I am looking for infos and photos of the stern trawler NEPTUNUS of Faroe or Iceland, ex french COTE DE LA VIERGE, built by Siccna Shipyards of Saint Malo, 1970.

Thanks


Pierre


----------



## nicolina (Jun 17, 2007)

Have put 2 photos of Neptunus in the Gallery.
Never did any good in the Faroes unlike in France where she was a top ship along with sister ship Notre Dame de Salute especially if Paul Bellamy was skipper:
Went twice bankrupt when in Faroes because she fished very little although she was re-engined and had new winches installed:
Sold to an Norwegian owner who took of her winches and the main engine i think it was the owner of purser Torbas who bought her and put the winches on the Torbas the main engine was stored in a warehouse in Måløy don t know what became of it:


----------



## Pierre (Sep 24, 2005)

Thanks for photos and informations.

"Notre Dame de Salut" was another trawler of the fishing company SAF of Fécamp, France, but not a sister ship of " Côte de la Vierge " / " Neptunus ". The sister ship of " Côte de la Vierge " / " Neptunus "was the " Côte Saint Jacques ", built 1972 and now ( ? ) owned by a chilian fishing company.

Pierre


----------



## nicolina (Jun 17, 2007)

Sorry Pierre
You are absolutely right the former Notre Dame de Salute was an side trawler
and st Jacques and la Vierge where sisters.


----------



## Pierre (Sep 24, 2005)

The fishing company SAF of Fécamp owned two ships named " Notre Dame de Salut ".

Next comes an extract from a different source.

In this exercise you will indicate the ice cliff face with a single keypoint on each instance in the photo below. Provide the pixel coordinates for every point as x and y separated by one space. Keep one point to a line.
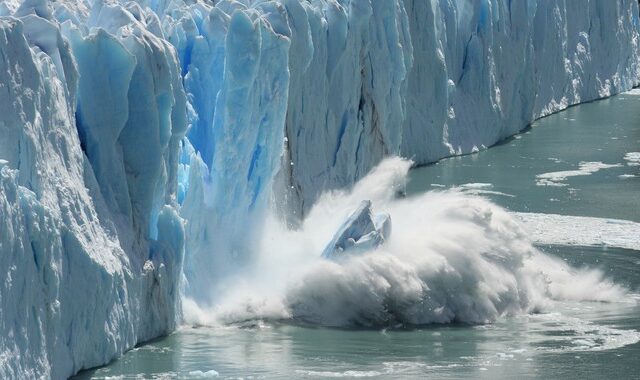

A side trawler built 1960 by Siccna Saint Malo for the fishing company SOUBLIN of Fécamp, later sold to SAF, and later sold to argentinian owners as Constanza. She was decorated because she fought during Malvinas War and now scrapped.

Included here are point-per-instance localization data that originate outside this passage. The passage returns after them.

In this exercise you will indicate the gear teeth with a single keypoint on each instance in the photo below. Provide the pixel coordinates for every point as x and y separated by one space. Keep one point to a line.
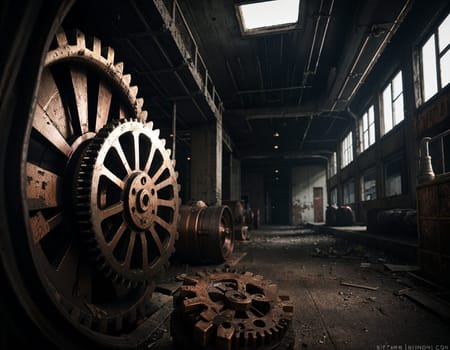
81 40
139 103
127 79
97 46
119 68
143 116
133 92
61 38
108 53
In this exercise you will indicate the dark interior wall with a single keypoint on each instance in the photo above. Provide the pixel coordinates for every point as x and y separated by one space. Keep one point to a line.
253 191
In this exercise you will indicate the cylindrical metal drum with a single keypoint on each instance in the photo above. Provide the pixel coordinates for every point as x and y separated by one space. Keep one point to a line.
205 234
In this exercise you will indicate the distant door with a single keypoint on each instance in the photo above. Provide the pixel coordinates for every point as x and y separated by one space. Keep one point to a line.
318 204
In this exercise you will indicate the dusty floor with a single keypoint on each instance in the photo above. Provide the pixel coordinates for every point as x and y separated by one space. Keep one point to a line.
310 267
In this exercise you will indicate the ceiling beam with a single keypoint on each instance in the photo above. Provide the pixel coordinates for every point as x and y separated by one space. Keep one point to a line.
295 111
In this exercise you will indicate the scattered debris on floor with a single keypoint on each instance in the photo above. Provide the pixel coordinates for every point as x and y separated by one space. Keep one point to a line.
349 284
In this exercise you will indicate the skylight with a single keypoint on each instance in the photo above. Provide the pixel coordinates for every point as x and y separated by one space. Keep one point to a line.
267 14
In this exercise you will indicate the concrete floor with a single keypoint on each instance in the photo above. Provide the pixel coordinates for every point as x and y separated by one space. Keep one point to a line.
310 267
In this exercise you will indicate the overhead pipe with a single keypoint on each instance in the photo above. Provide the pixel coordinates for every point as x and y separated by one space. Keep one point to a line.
308 71
362 76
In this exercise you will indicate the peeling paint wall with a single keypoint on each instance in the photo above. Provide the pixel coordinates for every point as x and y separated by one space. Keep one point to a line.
304 179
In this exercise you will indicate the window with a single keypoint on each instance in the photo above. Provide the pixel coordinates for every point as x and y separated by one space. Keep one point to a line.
435 61
271 15
369 188
367 129
349 192
347 150
393 177
333 196
333 165
392 101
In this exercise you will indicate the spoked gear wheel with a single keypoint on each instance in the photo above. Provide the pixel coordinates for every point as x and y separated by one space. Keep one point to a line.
229 310
82 89
127 201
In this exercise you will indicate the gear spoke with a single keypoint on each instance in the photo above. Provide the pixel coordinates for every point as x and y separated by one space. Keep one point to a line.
103 105
111 210
118 147
49 99
163 223
150 159
130 249
79 85
158 174
163 184
117 236
111 176
157 241
68 266
44 126
166 203
136 150
144 250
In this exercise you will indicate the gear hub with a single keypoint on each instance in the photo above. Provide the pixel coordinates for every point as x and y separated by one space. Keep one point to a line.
229 310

A stern trawler built 1982 by Manche shipyards of Dieppe for SAF, you can see on ships nostalgia and shipspotting. She was a champion of fishing and was scrapped year 2004 at Gent, Belgium.

best regards

pierre


----------



## nicolina (Jun 17, 2007)

Pierre did they not also had a side trawler the Cote de Azur ???

And was their factory trawler Cote de la Vierge sold to Russia ???

Has the La Garde family if i do remember their name right no fishing ships at the moment ???

Have you seen the photo of the Cote de la Vierge going out to sea from Fecamp heading into some big swells ????


----------



## Pierre (Sep 24, 2005)

Yes, SAF owned two trawlers named " Côte d'Azur ", a 42 meters long corporation built 1949, and another ex " Cap Blanc Nez " built fifties .

Their " Côte de la Vierge " sold to russia was a stern freezer trawler named now ( ? ) Bukhta Andreeva.

The family owner of SAF, the Lagarde family, sold " Notre Dame de Salut " .

I don't know if Lagarde family is now shipowner

best regards


Pierre


----------